While the CEO goes away, the problems stay
One thing is for sure. Investors who blame company’s management for the stock’s performance would have to wait half a year before leadership changes. Currently, there is no succession plan. The following CEO would have to deal with a relatively high debt level in the environment of low iron ore prices.
Iron ore prices are something that a company cannot voluntarily change. Iron ore has been in a downtrend since the beginning of the year. Prospects look bleak. Goldman is forecasting $155 a ton in 2014 and $80 a ton for 2015. Credit Suisse recently cut its price outlook for iron ore to $103 in 2013 and $95 in 2014.
Overproduction and weakness in China are the usual suspects. As for China, recent data on country’s exports did not add optimism for investors. Exports fell 3.1% from a year earlier while analysts estimated a 3.7% gain. This is another piece of data from the world’s most populated country that shows signs of a slowdown.
Iron ore miners like BHP Billiton and Rio Tinto are a part of the problem, as they have been expanding on their projects. These miners are more diversified than Cliffs, and this helps their stocks. BHP Billiton is down 24% while Rio Tinto has lost 28% this year. The companies have started to understand that the situation is worse than expected.
BHP Billiton has stated that it would reduce its capital expenditure by 30% in the next two years. Rio Tinto has been in divestment mode. The company has been trying to sell its Australian thermal coal assets, as well as its coal unit in Mozambique. However, Rio Tinto was not able to sell its diamond business, and had even given up attempting to do so.
What can be done?
What could a new CEO do what the previous one hasn’t done? Cliffs has been expanding the coal part of its business. Coal is under the same pressure as iron ore, and coal miners are crushed as well. Having $3.4 billion in debt, the company could sell non-core assets to limit the debt load.
As prices go lower, more miners would be considering selling some of their assets. As you could see from Rio Tinto’s example, it’s not that easy to do so. Such decisions must be taken fast, as there would be no buyers or the prices would be extremely low if everyone decides to sell.

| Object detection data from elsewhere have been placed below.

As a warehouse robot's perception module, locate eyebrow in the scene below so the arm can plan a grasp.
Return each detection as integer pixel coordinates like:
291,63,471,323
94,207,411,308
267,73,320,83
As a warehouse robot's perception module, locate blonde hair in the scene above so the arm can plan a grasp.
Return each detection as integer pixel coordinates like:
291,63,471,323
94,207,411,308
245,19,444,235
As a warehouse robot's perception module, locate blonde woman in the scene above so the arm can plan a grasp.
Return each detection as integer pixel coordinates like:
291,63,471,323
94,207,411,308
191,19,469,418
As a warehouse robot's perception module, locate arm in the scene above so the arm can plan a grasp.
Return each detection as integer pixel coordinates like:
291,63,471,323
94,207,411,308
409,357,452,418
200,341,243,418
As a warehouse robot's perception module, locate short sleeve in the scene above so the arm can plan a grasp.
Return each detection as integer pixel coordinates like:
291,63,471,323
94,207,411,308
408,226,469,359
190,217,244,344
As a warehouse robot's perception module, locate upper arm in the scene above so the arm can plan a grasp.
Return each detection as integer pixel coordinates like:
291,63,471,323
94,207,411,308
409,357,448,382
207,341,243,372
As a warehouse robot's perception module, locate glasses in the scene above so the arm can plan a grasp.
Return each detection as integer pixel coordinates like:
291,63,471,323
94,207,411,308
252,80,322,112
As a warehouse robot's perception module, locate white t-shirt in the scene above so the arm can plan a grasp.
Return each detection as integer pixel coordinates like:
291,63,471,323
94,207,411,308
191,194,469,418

If you do not believe in the apocalyptic scenario, Cliffs has gotten cheap enough with a forward P/E of 9 and P/B of 0.5. The stock currently yields 3.66%. Analysts are optimistic about short-term prospects, giving the stock a $22.50 mean price target, a 35.5% upside.

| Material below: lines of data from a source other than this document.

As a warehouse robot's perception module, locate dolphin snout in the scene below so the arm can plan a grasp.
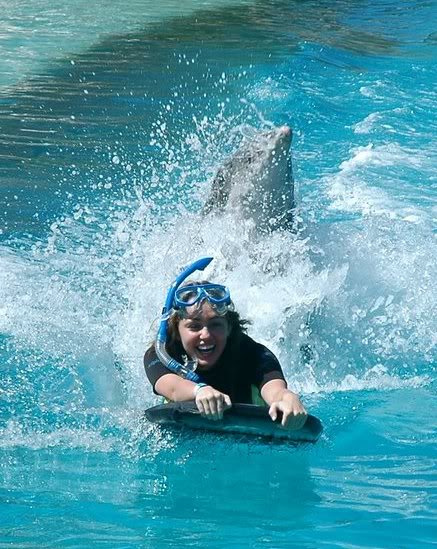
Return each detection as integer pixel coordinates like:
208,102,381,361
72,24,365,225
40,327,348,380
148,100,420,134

BHP Billiton trades at a forward P/E of 18.2 and P/B of 2.33, while Rio Tinto trades at a forward P/E of 7 and P/B of 1.61. Both stocks are dividend plays. BHP Billiton yields 3.88%. Rio Tinto yields 4.49%. Analysts’ targets are favorable as well, giving BHP Billiton 32% upside and Rio Tinto 59% upside. To me, this looks overoptimistic.
I think that the departure of the CEO does not change the outlook for Cliffs. If you like risk and can afford it, this is a very interesting stock. If you are conservative, stay away from it as it would be volatile and can fall further if the worst-case scenario comes into play in the iron ore market. BHP Billiton and Rio Tinto are more diversified. Their dividend yields look attractive, however, they are not free from the downside risk either.